Los Angeles rookie starter Matt Shoemaker retired the first nine batters he faced and lasted 5 2/3 innings, allowing two earned runs on four hits and striking out six.
"Outstanding," Pujols said of Shoemaker. "He reminds me of one of the guys from when I was in St. Louis, who stepped up for us to win championships and get to the playoffs. That's what he's been doing. Guys got hurt, he came to the bullpen, up and down, and now he's just getting an opportunity to go out there, and he's performed. There's nobody in this locker room that deserves that more than him."
Shin-Soo Choo led off the Texas fourth with a 415-foot homer to left and J.P. Arencibia broke an 0-for-19 streak later in that inning with an RBI single.
Thanks to a solid effort from relievers Phil Klein, Neal Cotts and Roman Mendez, who each threw a 1-2-3 inning, the Rangers kept the game close.
The Rangers pulled within a run in the seventh when Alex Rios drove in two runs with a bases-loaded, two-out single up the middle off reliever Jason Grilli. But Adrian Beltre grounded out, leaving the would-be tying and winning runs on base.
Huston Street pitched a scoreless ninth for the save for the Angels.
"We've just got to put something solid together and hold onto it. We just haven't been able to do that," Washington said.
The teams have been heading in opposite directions throughout the time between Lewis's starts -- the Angels took over first place in the AL West by .002 percentage points over the Athletics with Saturday's win, while the Rangers continue to bury themselves deeper at the bottom of the standings.

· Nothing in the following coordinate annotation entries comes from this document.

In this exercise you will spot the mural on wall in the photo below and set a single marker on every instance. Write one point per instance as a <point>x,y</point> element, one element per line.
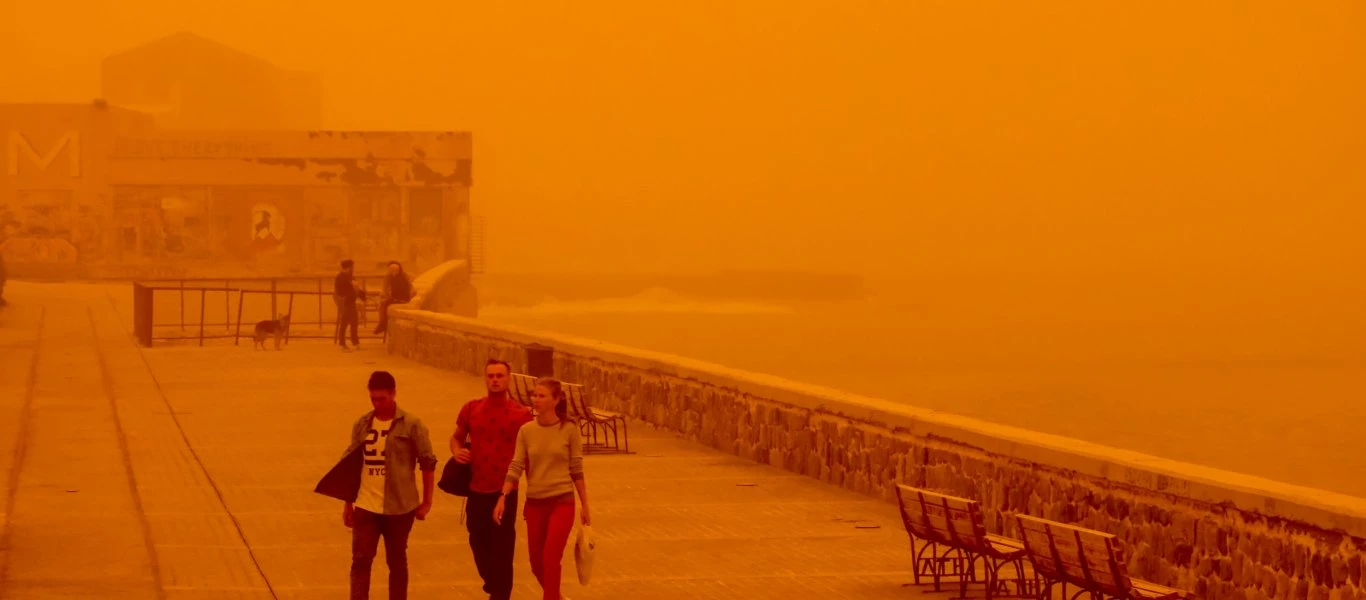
<point>160,223</point>
<point>267,228</point>
<point>37,227</point>
<point>38,250</point>
<point>374,216</point>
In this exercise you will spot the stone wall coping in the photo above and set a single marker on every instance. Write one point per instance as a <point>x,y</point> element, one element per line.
<point>1318,507</point>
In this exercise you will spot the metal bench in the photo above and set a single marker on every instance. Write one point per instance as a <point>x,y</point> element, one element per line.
<point>954,539</point>
<point>1089,559</point>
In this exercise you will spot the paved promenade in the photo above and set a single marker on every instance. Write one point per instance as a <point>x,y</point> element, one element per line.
<point>187,473</point>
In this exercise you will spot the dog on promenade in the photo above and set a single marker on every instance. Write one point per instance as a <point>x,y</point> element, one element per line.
<point>265,330</point>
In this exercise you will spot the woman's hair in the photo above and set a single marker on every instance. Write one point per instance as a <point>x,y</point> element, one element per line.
<point>562,403</point>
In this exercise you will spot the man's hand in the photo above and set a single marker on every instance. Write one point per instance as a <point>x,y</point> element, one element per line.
<point>499,509</point>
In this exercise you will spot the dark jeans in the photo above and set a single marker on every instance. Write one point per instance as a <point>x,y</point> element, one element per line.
<point>347,316</point>
<point>365,537</point>
<point>493,544</point>
<point>384,317</point>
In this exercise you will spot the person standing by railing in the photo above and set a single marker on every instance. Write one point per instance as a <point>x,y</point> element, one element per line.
<point>3,275</point>
<point>551,453</point>
<point>344,293</point>
<point>398,290</point>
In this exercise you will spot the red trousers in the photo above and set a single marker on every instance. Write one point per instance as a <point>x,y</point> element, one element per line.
<point>548,524</point>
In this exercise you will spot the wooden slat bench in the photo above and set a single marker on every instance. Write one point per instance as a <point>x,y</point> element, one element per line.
<point>1089,559</point>
<point>594,421</point>
<point>603,431</point>
<point>954,537</point>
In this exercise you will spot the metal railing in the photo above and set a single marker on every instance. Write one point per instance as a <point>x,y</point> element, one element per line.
<point>160,306</point>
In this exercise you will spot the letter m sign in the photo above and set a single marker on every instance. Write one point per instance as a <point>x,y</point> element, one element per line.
<point>21,145</point>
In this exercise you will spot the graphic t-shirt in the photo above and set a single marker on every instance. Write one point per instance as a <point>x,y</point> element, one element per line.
<point>372,470</point>
<point>492,425</point>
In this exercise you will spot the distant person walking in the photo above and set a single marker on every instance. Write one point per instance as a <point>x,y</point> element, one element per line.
<point>376,480</point>
<point>491,424</point>
<point>344,293</point>
<point>551,453</point>
<point>398,290</point>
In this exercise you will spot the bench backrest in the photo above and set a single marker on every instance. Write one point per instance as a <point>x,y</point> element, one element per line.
<point>521,387</point>
<point>574,399</point>
<point>1081,556</point>
<point>943,520</point>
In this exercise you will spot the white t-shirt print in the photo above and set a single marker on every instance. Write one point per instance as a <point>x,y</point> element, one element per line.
<point>372,470</point>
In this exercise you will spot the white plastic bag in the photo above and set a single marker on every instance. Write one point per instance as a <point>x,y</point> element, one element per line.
<point>583,547</point>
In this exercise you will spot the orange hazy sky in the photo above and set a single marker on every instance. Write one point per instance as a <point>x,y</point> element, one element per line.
<point>873,137</point>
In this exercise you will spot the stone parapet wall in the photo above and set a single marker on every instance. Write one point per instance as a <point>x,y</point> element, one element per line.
<point>1216,533</point>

With seven games each remaining against Los Angeles and Oakland, the Rangers will probably play a part in who wins the division.
"These are obviously good teams that are playing hard, as hard as they can, to win the division," Rios said. "You get to see that kind of intensity when you play these kinds of teams. For us, we just try to find ways to win games."
Playing the role of spoilers is something the Rangers could take solace in, but having gone 9-19 since the All-Star break, it won't be easy.
"I hope we figure out ways to win ballgames," Washington said. "Certainly against those guys, that's our role. … We've just got to put something solid together and hold onto it. We just haven't been able to do that."